District struggling to accommodate influx of families

Parents in the growing neighbourhood of Albion in east Maple Ridge are concerned the rapid pace of development there is outpacing infrastructure in the area: specifically, schools.

With Albion Elementary School at 123 per cent of capacity, and no more room to install portables on the property, the Maple Ridge-Pitt Meadows School District is considering redrawing school catchment areas in the neighbourhood.

Michelle Wocknitz’s two sons are already attending Albion elementary. However, the proposed catchment changes will mean her daughter, 5, will have to register at Webster’s Corners Elementary, more than six kilometres away, next year.

“I’m going to pray we can transfer her to Albion so she can be with her brothers,” said Wocknitz.

While the district provides bussing from the Albion area to Webster’s Corners, as well as to Blue Mountain elementary for students in the Kanaka Creek and Alexander Robinson catchment areas, Wocknitz says that’s not an appropriate option for a five-year-old kindergartener.

“I can’t wait at the bus stop with her because I have to take her brothers to school,” she said.

Her sons love Albion elementary, and she doesn’t want to have to pull them out of a school where they’ve already made friends.

Wocknitz and dozens of other parents facing a similar predicament have formed the Concerned Parents of Albion Elementary School.

Wocknitz wants the District of Maple Ridge to freeze residential development within the Albion elementary catchment until a new school can be built.

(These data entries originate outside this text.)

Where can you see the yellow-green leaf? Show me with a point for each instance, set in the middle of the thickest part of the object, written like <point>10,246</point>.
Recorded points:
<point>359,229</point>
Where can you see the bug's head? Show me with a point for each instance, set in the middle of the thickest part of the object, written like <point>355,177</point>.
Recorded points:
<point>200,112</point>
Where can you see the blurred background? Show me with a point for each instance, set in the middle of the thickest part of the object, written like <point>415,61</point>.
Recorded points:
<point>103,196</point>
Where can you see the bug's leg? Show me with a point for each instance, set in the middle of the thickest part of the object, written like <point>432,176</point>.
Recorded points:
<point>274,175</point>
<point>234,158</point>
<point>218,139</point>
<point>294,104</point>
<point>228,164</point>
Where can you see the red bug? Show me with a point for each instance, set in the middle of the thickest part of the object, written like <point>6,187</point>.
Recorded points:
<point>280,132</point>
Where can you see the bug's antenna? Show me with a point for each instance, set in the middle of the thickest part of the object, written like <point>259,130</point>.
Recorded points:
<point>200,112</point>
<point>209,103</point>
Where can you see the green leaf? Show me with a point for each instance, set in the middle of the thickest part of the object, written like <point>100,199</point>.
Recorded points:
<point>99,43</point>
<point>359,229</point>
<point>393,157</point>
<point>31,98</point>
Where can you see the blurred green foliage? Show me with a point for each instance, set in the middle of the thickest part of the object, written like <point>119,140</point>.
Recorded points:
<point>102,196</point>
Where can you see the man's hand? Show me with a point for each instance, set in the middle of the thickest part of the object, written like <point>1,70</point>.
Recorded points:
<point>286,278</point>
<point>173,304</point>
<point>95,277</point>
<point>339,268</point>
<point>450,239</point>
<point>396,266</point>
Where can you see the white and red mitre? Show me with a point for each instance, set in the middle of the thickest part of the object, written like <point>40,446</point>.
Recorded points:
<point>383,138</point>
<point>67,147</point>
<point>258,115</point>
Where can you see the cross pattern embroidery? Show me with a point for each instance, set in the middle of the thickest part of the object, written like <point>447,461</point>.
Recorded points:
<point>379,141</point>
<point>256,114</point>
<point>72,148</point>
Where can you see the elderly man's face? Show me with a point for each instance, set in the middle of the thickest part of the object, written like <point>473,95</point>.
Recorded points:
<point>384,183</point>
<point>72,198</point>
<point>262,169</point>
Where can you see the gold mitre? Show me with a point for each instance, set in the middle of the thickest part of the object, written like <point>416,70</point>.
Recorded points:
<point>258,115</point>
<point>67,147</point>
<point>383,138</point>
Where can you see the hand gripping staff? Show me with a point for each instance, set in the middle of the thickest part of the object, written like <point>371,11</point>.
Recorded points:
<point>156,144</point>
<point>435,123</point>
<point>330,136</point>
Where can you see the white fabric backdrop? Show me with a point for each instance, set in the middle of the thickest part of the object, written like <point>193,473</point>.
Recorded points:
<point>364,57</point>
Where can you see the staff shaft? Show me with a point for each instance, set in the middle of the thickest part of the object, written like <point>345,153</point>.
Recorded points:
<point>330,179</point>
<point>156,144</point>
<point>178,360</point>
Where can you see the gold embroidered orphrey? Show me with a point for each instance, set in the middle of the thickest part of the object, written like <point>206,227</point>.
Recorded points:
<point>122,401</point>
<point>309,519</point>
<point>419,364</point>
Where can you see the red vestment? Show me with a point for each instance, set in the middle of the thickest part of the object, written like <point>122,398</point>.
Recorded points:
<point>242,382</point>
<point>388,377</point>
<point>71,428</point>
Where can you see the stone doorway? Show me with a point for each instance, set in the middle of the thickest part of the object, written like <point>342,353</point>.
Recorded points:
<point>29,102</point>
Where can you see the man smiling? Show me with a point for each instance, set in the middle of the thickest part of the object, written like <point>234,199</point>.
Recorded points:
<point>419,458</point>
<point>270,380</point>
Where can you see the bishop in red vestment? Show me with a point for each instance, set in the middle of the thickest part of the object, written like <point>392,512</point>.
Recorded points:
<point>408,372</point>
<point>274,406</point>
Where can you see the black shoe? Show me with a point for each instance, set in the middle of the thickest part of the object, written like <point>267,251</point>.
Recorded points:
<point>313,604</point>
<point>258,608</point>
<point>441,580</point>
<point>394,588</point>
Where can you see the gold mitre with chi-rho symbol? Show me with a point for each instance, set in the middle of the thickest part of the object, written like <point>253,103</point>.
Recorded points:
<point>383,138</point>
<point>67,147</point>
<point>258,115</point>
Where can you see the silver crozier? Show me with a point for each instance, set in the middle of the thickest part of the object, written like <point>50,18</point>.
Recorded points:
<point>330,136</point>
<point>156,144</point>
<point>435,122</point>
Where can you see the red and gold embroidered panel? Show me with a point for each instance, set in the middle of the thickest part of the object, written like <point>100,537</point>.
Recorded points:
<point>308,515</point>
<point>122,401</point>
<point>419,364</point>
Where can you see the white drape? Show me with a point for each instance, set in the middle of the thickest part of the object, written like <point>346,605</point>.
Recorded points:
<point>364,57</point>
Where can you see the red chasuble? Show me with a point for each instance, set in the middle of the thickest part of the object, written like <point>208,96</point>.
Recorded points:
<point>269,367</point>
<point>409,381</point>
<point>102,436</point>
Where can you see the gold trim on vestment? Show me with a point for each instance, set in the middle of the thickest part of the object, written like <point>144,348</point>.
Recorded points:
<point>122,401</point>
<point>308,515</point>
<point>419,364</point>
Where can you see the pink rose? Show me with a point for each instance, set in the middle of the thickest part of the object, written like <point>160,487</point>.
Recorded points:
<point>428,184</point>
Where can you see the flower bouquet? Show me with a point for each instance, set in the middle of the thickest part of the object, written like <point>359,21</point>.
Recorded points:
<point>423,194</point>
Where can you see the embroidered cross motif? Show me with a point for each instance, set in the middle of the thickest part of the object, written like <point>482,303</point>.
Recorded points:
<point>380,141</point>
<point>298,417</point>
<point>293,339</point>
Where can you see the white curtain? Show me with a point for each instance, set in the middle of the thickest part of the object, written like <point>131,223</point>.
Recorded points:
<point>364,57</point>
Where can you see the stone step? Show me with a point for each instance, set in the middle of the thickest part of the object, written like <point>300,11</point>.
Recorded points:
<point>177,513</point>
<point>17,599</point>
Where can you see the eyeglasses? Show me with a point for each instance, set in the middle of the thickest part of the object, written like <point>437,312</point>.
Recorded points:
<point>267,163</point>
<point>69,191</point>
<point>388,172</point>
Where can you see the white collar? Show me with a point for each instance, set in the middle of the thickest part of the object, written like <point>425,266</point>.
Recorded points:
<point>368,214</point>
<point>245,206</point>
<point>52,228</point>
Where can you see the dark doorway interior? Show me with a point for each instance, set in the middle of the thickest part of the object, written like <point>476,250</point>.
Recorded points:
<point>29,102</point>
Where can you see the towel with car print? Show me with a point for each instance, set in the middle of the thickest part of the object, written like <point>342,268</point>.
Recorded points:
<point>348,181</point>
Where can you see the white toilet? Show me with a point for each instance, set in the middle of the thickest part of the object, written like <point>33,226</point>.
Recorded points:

“Every day when I drive my sons to school I see another subdivision being built,” she said. “It’s crazy the city would allow development to be approved in this neighbourhood when the school is already over capacity.”

Wocknitz, who grew up in Maple Ridge, says she doesn’t think realtors are being forthcoming with people moving into the new developments.

“They may not be able to send their children to the school they’re moving in next to,” she said. “But no one is telling the parents that.”

While Wocknitz says she understands the predicament the district is in, there needs to be a way to accommodate students with siblings already attending Albion.

The school district has been looking for close to $14 million in capital funding from the provincial government for more than five years to build a new elementary school in Albion. The school district already owns property on 104th Avenue, where it intends to build the new school.

However, even if funding for the new school was announced tomorrow, it would still be more than three years before the school could be built, secretary treasurer Wayne Jefferson has previously stated.

The local school district held a parent information session last Thursday, when it took feedback from parents, much of it now available on the district’s website.

Laurie Meston, the district’s director of instruction for kindergarten to Grade 12, said she understands parents’ concerns, but she doubts there will be a solution that satisfies everyone.

“Sadly, not everybody is going to be happy,” Meston said. But the situation is not of the school district’s making, she added, and the district has no control over development in the area.

“It would help us significantly if we had funding for a new school in the area,” she said. “But that is up to the province.”

While some parents have suggested grandfathering in the siblings of students at Albion who now find themselves outside of the catchment boundary, that opens up other questions.

“How long do you grandfather? How do you track the kids? And what happens when someone moves in across the street [from the school] and there’s no room for them?” Meston said.

The school district is holding another parent feedback session on Wednesday, Jan. 5 at Thomas Haney Secondary School at 6:30 p.m.

Staff will be making recommendations to the Maple Ridge-Pitt Meadows Board of Education at their Wednesday, Jan. 11 meeting.